Paul Judge of CipherTrust pointed out that as you go from the casual spammer (chain letters) to the large-scale, well-funded, knowledgeable spammers, technological effectiveness becomes less effective and legal action becomes more effective.

Spammer Profiles

Praed also had some interesting things to say about who is spamming.

Spammers are usually hackers gone bad or crooks gone geek. [I infer that thus it's rare that a law-abiding non-hacker becomes a spammer.]
Spammers have never been so successful at anything else. [I never heard a more polite description of "loser" before!] It's very hard for them to give up spamming because it's the only thing they've ever been good at.
Spammers tend to ignore court orders (perhaps because of the above); contempt-of-court judgements are common.
They tend to be big spenders -- there isn't much left in their bank accounts to cover court awards.
A lot of spam work gets subcontracted. You can get "spam kits" that help you do this. A lot of the subcontractors -- especially for porno-spam -- are kids. [Ulp!]

Infrastructure

Paul Judge from CipherTrust sees spam as a security problem (denial of service).
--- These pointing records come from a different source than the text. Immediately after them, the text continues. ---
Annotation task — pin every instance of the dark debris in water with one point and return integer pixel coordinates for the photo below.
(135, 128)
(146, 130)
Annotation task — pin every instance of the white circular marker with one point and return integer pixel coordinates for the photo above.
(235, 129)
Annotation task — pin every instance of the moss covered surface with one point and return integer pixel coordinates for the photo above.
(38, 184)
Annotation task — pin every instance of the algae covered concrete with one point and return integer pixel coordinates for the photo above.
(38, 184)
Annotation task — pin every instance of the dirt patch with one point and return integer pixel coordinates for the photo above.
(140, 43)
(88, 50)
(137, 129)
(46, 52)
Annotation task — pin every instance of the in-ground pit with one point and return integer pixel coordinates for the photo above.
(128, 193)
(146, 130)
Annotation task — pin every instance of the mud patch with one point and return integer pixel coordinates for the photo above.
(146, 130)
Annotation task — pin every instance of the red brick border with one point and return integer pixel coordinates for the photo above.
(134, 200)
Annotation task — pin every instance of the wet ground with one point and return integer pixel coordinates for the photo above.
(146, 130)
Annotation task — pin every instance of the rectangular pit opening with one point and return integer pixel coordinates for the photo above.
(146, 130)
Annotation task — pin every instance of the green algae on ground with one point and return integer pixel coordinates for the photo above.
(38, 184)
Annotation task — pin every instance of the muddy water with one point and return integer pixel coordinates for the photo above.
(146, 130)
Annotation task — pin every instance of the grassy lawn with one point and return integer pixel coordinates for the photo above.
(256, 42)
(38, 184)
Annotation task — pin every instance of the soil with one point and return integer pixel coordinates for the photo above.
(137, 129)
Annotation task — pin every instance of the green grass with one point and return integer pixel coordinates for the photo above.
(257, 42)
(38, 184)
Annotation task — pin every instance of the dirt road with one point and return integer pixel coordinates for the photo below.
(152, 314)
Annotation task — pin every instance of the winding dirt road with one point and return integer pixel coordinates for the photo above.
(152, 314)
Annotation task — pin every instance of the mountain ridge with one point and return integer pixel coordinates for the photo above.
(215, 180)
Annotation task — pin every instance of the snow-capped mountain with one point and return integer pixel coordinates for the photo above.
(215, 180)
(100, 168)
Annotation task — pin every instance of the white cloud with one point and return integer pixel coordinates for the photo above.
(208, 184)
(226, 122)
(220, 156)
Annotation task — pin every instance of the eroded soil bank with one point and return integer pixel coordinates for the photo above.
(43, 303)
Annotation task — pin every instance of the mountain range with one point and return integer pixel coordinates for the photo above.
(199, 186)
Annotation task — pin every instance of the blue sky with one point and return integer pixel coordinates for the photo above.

He called for a foundation to provide infrastructure for fighting spam. In addition to large public archives of spam, he thinks we need

programs to anonymize the recipients of submitted spam (so people will submit spam),
measurement of global spam activity (and visualization tools)
automated testing (to figure out which algorithm truly is best)

Beyond Spam

John Graham-Cummings has found the Bayesian algorithms to work well for classifying not just spam and ham, but to classify messages e.g. by project. He says that adding new categories for messages to go into doesn't degrade his program's (POPFile) anti-spam success rate.

Personal Notes

It felt empowering and encouraging to be surrounded by so many people who wanted to kill spam.
It was also surprisingly funny! This is perhaps because the audience was so homogenous. It was mostly white male American anti-spam programmers. This meant that there were rich veins of shared context that the speakers could mine for laughs.